Chodzi o sprzedaż KES-Holding oligarchy Wiktora Wekselberga. Według „Forbesa" jest to drugi największy prywatny koncern Rosji, największy w branży energetycznej. Ubiegłoroczne obroty przekroczyły 275 mld rubli (prawie 9 mld dol.). Moc jego czterech elektrowni to 16 tys. MW. Ma 12 proc. rosyjskiego rynku ciepła, a klientami jego jest 10 mln Rosjan i 62 tys. firm.
Od kilku miesięcy kupno tych aktywów negocjuje Gazprom. Teraz, jak dowiedział się „Kommiersant", do walki włączył się potentat energetyki atomowej Rosatom poprzez swoją energetyczną spółkę Rosenergoatom. To jedyny koncern energetyczny w Rosji bez własnego działu zbytu. Kupno KES-Holding, który posiada dobrze rozwiniętą część handlową, to możliwość dostępu do systemu bezpośredniej dystrybucji z ogromną bazą stałych klientów.
O tym, że Wiktor Wekselberg (dziesiąty najbogatszy Rosjanin według „Forbesa", z majątkiem 13 mld dol.) sprzedaje swój energetyczny holding, rynek dowiedział się w czerwcu. Wtedy Wekselberg podał, że negocjuje transakcję z Gazprom energo – energetyczną spółką córką gazowego giganta.

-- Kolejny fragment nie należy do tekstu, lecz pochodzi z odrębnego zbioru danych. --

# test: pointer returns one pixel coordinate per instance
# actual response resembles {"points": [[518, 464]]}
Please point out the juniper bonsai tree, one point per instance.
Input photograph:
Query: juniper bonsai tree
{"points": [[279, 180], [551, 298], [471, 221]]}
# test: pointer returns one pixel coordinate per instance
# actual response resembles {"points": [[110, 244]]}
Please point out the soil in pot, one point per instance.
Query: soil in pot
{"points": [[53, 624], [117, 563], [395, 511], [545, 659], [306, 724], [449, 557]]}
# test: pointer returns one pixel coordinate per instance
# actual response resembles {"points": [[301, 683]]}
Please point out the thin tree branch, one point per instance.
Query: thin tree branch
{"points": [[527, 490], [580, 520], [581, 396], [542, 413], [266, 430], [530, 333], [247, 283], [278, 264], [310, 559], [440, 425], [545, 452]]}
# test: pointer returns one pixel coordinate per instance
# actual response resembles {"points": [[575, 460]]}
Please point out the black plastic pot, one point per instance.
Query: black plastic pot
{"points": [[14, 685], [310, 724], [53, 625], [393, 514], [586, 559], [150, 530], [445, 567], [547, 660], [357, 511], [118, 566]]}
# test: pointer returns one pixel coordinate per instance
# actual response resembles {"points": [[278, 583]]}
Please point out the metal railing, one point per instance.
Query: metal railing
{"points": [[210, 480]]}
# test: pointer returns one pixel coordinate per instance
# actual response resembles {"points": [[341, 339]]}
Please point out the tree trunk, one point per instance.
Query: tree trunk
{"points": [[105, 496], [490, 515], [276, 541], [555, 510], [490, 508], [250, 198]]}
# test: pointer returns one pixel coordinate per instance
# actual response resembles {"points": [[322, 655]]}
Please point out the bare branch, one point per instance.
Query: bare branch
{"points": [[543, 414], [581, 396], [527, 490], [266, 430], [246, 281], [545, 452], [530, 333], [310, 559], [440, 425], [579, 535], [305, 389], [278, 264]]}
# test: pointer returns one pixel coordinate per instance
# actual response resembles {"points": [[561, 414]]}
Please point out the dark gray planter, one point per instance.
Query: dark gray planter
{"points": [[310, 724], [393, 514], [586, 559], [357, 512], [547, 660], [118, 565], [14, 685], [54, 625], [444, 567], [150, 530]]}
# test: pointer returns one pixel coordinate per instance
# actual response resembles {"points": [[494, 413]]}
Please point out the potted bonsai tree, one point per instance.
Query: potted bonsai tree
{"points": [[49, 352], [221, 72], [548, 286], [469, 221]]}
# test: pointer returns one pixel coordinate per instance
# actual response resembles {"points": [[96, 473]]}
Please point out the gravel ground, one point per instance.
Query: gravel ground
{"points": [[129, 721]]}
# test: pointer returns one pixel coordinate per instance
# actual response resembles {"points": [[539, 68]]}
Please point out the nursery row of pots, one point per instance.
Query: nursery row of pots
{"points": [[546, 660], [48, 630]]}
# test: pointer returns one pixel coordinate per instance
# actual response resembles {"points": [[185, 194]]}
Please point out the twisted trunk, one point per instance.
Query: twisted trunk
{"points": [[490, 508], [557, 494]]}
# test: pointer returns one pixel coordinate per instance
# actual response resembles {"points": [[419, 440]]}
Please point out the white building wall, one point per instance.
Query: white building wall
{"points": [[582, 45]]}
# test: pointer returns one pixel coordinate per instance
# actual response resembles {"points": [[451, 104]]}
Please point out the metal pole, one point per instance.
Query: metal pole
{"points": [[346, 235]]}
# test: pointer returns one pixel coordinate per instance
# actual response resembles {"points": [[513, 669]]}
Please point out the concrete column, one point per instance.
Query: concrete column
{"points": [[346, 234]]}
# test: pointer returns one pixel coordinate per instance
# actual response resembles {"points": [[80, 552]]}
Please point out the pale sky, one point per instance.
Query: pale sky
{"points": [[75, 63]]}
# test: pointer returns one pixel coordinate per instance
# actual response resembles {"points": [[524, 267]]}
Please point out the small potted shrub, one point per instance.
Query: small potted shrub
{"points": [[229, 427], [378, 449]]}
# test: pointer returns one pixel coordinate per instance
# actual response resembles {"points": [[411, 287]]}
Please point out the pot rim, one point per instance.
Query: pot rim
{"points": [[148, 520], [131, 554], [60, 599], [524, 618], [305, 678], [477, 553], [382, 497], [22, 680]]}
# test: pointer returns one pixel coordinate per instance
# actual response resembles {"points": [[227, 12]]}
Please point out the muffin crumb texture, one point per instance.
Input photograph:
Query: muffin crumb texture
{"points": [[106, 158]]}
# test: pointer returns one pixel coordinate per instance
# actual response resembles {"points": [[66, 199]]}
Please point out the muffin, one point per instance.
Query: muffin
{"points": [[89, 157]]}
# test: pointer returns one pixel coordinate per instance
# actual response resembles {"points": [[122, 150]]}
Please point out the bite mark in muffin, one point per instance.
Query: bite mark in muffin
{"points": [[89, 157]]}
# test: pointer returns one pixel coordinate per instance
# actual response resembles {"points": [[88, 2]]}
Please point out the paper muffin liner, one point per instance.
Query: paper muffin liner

Pomysł był taki, by z obu firm utworzyć jedną, w której Gazprom będzie miał 75 proc., a oligarcha resztę. W przyszłości połączony holding energetyczny miał wejść na giełdę.
Na drodze stanęła Federalna Służba Antymonopolowa (FSA), której zgoda była jednym z warunków przejęcia. W specjalnym komunikacie FSA uznała, że zgody na transakcję dać nie może. – Gazprom ma już i tak bardzo dużo aktywów – argumentował odmowę Igor Artemiew, szef FSA.
Zdaniem Siergieja Bejdena, analityka z korporacji finansowej Otkrycie, dla Gazpromu przejęcie KES-Holdingu miało być raczej inwestycją finansową aniżeli poszerzeniem rynku usług ener- getycznych i handlowych. Inaczej z Rosenergoatomem, który choć ma dziesięć elektrowni jądrowych, to prąd sprzedaje poprzez pośredników. Dlatego za same aktywa handlowe holdingu Wekselberga Rosatom jest gotowy zapłacić, według Interfaksu, ok. 20 mld rubli (660 mln dol.).